Few songs irritate me more. Somewhere in my formative years, I had heard something about scoundrels and patriotism. And that song in particular, with its love-it-or-leave-it pomposity, conjured up images of professional wrestlers, Playboy bunnies, and American Idol finalists leading the cheer as fighter jets swooped through the sky on their way to bomb some country few could find on a map. But that’s the thing about China. Suddenly, the good ole U. S. of A. starts to look, well, pretty darn good. But surely there were parts of China where one didn’t need a gas mask to breathe, where a China of quiet pagodas and babbling brooks could be found, a place where the country didn’t seem quite so cruel. I’d decided to look for that China in Yunnan Province, in the far southwest of China, where steamy rain forests meet the soaring pinnacles of the Himalayas.
We flew to Kunming, the largest city in Yunnan, on China Southern Airlines. Kunming had recently begun to call itself China’s most relaxed city. The competition for that title, of course, was not particularly stiff. But not even such an alluring moniker was enough to keep me in urban China for a moment longer than I had to be. From Kunming, we would fly farther west to Dali, which had come highly recommended by a well-traveled friend. Ordinarily, I would have taken the train, stopping for a few days in Guilin and Yangshuo to admire the karst formations, the jagged limestone cliffs that are featured on every Chinese postcard. But Jack was pressed for time and I was eager to start acclimatizing to the lofty heights of the Himalayas. Besides, the travel agent I had spoken to in Guangzhou had described Guilin as very touristy, and I did not want touristy. Okay, maybe a little touristy, touristy enough for picture menus. That would be good.
“You know, it’s okay to let go of the armrests now and then,” Jack said as we took off.
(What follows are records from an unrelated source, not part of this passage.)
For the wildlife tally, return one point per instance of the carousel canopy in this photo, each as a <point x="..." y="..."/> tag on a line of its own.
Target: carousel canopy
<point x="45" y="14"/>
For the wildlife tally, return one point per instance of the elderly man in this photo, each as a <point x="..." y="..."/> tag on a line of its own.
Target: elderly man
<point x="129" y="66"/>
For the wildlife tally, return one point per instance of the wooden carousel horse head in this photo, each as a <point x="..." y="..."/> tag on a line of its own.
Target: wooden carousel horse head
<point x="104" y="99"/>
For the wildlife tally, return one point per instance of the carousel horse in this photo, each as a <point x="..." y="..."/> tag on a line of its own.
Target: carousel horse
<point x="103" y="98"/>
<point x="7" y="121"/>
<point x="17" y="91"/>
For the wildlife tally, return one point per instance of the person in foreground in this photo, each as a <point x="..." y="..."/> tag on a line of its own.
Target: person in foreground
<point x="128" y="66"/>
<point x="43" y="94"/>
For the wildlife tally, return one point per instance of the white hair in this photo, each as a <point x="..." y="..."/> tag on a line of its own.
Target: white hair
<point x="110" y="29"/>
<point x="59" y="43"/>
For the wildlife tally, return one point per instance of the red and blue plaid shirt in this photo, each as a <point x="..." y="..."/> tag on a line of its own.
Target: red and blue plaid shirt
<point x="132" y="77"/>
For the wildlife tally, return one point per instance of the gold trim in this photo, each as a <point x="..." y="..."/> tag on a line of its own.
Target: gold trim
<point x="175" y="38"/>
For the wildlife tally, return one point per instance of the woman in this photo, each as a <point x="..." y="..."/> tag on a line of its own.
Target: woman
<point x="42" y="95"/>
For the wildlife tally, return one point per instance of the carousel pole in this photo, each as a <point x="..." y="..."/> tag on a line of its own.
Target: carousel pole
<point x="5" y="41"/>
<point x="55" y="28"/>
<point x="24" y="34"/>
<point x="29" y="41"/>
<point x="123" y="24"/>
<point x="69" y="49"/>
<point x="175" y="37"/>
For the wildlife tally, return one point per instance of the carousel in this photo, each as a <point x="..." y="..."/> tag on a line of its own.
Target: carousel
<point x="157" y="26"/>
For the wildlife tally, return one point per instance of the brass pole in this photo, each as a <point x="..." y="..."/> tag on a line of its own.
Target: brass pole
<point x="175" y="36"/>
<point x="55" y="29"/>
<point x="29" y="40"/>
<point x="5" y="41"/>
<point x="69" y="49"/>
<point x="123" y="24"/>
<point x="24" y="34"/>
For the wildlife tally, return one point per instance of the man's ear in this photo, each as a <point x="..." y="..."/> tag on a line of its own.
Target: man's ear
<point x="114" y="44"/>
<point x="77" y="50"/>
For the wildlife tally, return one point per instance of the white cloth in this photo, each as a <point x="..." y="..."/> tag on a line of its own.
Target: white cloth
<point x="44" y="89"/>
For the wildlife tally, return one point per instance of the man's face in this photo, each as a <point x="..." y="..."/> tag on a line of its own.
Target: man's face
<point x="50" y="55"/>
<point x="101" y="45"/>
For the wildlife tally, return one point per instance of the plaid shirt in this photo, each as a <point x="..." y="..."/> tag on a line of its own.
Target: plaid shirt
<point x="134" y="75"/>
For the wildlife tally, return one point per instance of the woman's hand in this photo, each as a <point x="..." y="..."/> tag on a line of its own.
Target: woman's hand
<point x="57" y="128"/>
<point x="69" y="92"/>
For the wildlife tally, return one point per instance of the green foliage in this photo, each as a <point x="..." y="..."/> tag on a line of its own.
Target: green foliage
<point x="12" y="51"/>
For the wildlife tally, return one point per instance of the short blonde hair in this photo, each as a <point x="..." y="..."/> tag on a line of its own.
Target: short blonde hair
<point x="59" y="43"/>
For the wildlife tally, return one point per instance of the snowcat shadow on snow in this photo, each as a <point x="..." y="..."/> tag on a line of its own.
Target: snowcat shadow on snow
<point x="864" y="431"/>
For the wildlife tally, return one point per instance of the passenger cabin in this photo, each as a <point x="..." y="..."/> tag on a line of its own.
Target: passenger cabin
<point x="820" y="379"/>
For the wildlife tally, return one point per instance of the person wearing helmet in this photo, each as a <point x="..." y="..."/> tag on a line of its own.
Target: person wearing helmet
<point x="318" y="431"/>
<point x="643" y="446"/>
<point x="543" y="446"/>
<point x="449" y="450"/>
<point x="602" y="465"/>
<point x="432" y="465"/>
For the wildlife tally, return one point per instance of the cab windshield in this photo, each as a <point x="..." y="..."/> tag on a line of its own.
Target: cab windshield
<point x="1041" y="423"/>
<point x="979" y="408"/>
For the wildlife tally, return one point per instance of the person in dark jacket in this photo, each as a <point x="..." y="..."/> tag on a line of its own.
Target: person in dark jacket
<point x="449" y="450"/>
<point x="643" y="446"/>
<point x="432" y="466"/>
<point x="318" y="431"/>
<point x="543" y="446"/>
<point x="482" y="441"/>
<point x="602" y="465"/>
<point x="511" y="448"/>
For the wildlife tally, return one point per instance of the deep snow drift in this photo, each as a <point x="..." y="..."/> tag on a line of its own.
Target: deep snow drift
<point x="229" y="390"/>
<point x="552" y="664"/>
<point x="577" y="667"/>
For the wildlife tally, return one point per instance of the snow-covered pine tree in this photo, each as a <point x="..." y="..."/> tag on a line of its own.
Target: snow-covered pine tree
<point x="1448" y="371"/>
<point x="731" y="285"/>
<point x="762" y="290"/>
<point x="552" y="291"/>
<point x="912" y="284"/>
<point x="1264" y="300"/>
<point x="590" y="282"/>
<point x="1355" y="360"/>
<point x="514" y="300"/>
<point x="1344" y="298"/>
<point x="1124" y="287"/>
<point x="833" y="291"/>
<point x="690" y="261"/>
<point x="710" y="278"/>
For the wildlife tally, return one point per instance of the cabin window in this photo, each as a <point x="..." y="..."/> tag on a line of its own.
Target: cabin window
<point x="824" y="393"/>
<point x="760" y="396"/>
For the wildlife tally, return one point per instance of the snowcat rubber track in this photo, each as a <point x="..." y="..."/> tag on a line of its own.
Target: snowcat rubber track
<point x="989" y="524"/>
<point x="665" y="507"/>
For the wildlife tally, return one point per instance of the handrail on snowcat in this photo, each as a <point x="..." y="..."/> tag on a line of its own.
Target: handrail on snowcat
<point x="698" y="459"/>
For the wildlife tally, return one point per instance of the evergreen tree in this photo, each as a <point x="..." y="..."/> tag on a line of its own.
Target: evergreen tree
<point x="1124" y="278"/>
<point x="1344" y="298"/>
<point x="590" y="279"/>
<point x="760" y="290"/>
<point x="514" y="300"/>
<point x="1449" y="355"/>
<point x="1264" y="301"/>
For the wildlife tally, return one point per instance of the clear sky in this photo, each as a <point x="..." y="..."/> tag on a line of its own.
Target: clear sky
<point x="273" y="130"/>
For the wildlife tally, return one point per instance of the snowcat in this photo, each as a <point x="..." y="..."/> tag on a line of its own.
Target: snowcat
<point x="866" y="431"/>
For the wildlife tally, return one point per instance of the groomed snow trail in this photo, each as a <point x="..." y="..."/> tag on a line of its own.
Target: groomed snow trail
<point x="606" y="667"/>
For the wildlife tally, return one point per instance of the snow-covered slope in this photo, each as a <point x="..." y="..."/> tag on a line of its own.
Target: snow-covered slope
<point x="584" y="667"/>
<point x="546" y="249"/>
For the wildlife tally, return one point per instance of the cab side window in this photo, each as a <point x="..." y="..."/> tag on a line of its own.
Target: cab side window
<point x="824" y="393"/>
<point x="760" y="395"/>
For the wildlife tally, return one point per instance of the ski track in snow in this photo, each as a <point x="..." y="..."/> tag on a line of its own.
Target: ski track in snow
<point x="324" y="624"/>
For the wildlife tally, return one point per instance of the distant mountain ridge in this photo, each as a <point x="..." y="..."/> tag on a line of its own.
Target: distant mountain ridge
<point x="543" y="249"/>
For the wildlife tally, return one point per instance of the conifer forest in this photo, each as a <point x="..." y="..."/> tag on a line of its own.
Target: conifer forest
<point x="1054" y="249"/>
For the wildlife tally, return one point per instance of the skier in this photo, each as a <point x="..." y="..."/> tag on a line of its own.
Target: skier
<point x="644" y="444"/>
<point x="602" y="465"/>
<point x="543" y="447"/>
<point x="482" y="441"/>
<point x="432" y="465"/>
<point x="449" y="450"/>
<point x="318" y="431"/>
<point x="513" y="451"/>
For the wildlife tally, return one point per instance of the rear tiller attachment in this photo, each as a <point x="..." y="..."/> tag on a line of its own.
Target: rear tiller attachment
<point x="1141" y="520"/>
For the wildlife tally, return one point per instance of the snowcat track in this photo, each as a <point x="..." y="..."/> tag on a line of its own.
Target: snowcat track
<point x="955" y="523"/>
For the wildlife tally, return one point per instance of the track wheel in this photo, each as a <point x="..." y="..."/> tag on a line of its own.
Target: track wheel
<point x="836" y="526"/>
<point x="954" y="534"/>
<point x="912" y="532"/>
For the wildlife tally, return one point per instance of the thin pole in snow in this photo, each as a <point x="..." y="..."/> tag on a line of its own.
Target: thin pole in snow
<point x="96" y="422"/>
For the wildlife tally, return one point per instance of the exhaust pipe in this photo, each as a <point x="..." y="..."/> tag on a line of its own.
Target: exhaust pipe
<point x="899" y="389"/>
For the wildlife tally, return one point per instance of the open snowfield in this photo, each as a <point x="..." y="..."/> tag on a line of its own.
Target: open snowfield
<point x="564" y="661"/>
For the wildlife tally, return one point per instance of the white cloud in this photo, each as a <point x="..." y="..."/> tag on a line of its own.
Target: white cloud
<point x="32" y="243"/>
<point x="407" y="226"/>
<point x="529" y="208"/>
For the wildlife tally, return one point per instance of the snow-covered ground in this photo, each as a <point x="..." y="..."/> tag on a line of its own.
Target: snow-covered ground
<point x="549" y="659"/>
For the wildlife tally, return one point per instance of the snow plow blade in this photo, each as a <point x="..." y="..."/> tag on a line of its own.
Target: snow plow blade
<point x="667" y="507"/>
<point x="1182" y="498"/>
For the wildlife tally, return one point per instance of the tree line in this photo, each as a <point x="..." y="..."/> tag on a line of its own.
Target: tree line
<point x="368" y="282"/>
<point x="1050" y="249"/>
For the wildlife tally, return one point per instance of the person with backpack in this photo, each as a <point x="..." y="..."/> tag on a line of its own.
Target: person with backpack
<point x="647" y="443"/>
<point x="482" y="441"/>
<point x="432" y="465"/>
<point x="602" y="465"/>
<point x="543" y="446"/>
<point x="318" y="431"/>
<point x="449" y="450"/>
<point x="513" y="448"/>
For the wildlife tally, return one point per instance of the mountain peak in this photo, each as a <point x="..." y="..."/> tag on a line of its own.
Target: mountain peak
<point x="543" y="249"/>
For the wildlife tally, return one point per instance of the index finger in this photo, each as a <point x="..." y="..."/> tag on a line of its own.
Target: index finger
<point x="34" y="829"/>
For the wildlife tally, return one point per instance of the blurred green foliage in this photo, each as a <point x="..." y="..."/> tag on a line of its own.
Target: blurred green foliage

“We haven’t flown together, have we?”
“No. I don’t think so.”
“Well, I’m not a really strong flyer.”
“I see. And yet your work takes you to faraway places?”
“It does.”
“Places that you have to fly to?”
“Yes.”
“I think, maybe, you just might be in the wrong profession.”
“Very possibly.”
In Kunming, we transferred airplanes. This was the first airport I’d seen that hadn’t yet been renovated into something glassy and shiny, and strangely this seemed good, to wander around a dingy airport. It suggested distance from booming coastal China. I noticed nursing rooms for mothers, which seemed like an unexpectedly thoughtful touch.